Coincidentemente, Quintanilha e Toral estão com novos trabalhos na praça, Almas públicas, do primeiro, e Curtas e escabrosas, do segundo. Mais coincidências: ambos têm 72 páginas e um preço muito parecido. Além disso, os dois álbuns apresentam tanto histórias recentes quanto trabalhos antigos dos desenhistas/ roteiristas. Outra semelhança entre eles são os desenhos com personalidade, imediatamente reconhecíveis. Mas enquanto André Toral é mais direto e simples, Marcello Quintanilha é rebuscadíssimo, próximo da fotografia.



Toral, paulistano de 53 anos, tem um currículo acadêmico que ajuda a entender os temas de suas HQs. Ele é graduado em ciências sociais pela USP, mestre em antropologia social pelo Museu Nacional da UFRJ e doutor em história pelo Departamento de História da USP. Sua dissertação de mestrado é sobre religião e organização social dos povos de língua Karajá, e sua tese de doutorado sobre a iconografia da guerra do Paraguai.

Mas o universo de índios, escravos e Brasil antigo inspirou apenas algumas das histórias de Curtas e escabrosas. Outras tantas vêm de observações do cotidiano urbano, de personagens como garotas de programa, leões de chácara, motoboys e funcionários do baixo escalão do tráfico de drogas. Nem todas as HQs são escabrosas (tem muito humor nelas), mas todas são curtas. “Duas páginas é o mínimo, pelo menos pra mim, para se poder contar um história. Como quadrinhos no Brasil pagam mal, era a forma mais barata de contar uma história decentemente e, ao mesmo tempo, não gastar muito tempo, nem do autor e nem do leitor. Terminei me acostumando a essas limitações e o que era uma contingência virou opção”, explica Toral no posfácio da edição. Acaba que suas HQs ganham cara de crônicas ligeiras, que falam o que precisam falar em pouco espaço/tempo.

Nascido em Niterói (atualmente vivendo em Barcelona), Marcello Quintanilha, 40 anos, é outro apaixonado pelo Brasil de ontem, mais especificamente as décadas de 1950 e 1960. Mas Almas públicas também reúne histórias que se passam hoje em dia, a exemplo de "De pinho", que narra o encontro casual de um grupo de jornalistas com um jogador de futebol tímido que é ídolo na comunidade onde mora. Aliás, a vida nos subúrbios, seus causos e personagens pitorescos são recorrentes na obra de Quintanilha.

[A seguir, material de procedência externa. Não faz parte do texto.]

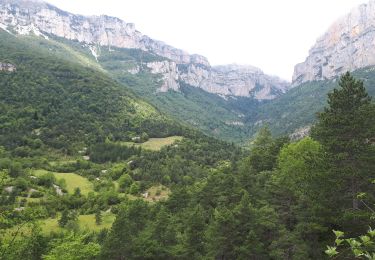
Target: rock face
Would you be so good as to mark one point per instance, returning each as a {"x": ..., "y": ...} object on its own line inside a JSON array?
[
  {"x": 348, "y": 44},
  {"x": 43, "y": 19}
]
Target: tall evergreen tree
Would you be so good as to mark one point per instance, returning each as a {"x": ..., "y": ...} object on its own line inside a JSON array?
[{"x": 346, "y": 128}]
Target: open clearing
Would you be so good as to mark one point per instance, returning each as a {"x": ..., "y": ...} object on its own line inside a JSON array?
[
  {"x": 156, "y": 193},
  {"x": 84, "y": 222},
  {"x": 155, "y": 144},
  {"x": 72, "y": 181}
]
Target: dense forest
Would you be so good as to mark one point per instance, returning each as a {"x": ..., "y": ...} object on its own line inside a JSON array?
[
  {"x": 89, "y": 170},
  {"x": 78, "y": 181}
]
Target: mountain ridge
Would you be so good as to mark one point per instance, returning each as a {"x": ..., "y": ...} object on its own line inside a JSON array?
[
  {"x": 105, "y": 31},
  {"x": 347, "y": 45}
]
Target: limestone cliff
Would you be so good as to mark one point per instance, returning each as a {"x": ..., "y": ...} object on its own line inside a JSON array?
[
  {"x": 348, "y": 44},
  {"x": 43, "y": 19}
]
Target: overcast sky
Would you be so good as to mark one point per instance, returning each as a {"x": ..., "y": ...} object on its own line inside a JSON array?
[{"x": 273, "y": 35}]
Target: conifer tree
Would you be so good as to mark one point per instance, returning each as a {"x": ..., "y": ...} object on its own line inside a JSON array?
[{"x": 346, "y": 129}]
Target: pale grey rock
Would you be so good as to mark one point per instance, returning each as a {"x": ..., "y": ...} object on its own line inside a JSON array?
[
  {"x": 348, "y": 44},
  {"x": 42, "y": 19},
  {"x": 7, "y": 67},
  {"x": 169, "y": 73}
]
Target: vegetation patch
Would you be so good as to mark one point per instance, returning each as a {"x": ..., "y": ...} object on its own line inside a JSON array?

O que se sobressai na produção desses dois autores é a capacidade de, em poucas ou muitas páginas, apresentar personagens incrivelmente humanos — e essencialmente brasileiros. A coloquialidade dos diálogos e a simplicidade das situações aproximam o leitor e o levam para ser testemunha dos pequenos dramas narrados. Prova não só de suas capacidades como contadores de história, mas de como a inspiração para uma boa HQ pode estar em qualquer coisa, em qualquer lugar.

Almas públicas
De Marcello Quintanilha. 72 páginas. Conrad Editora. R$ 39,90.


Curtas e escabrosas
De André Toral. 72 páginas. Devir Livraria. R$ 39,50.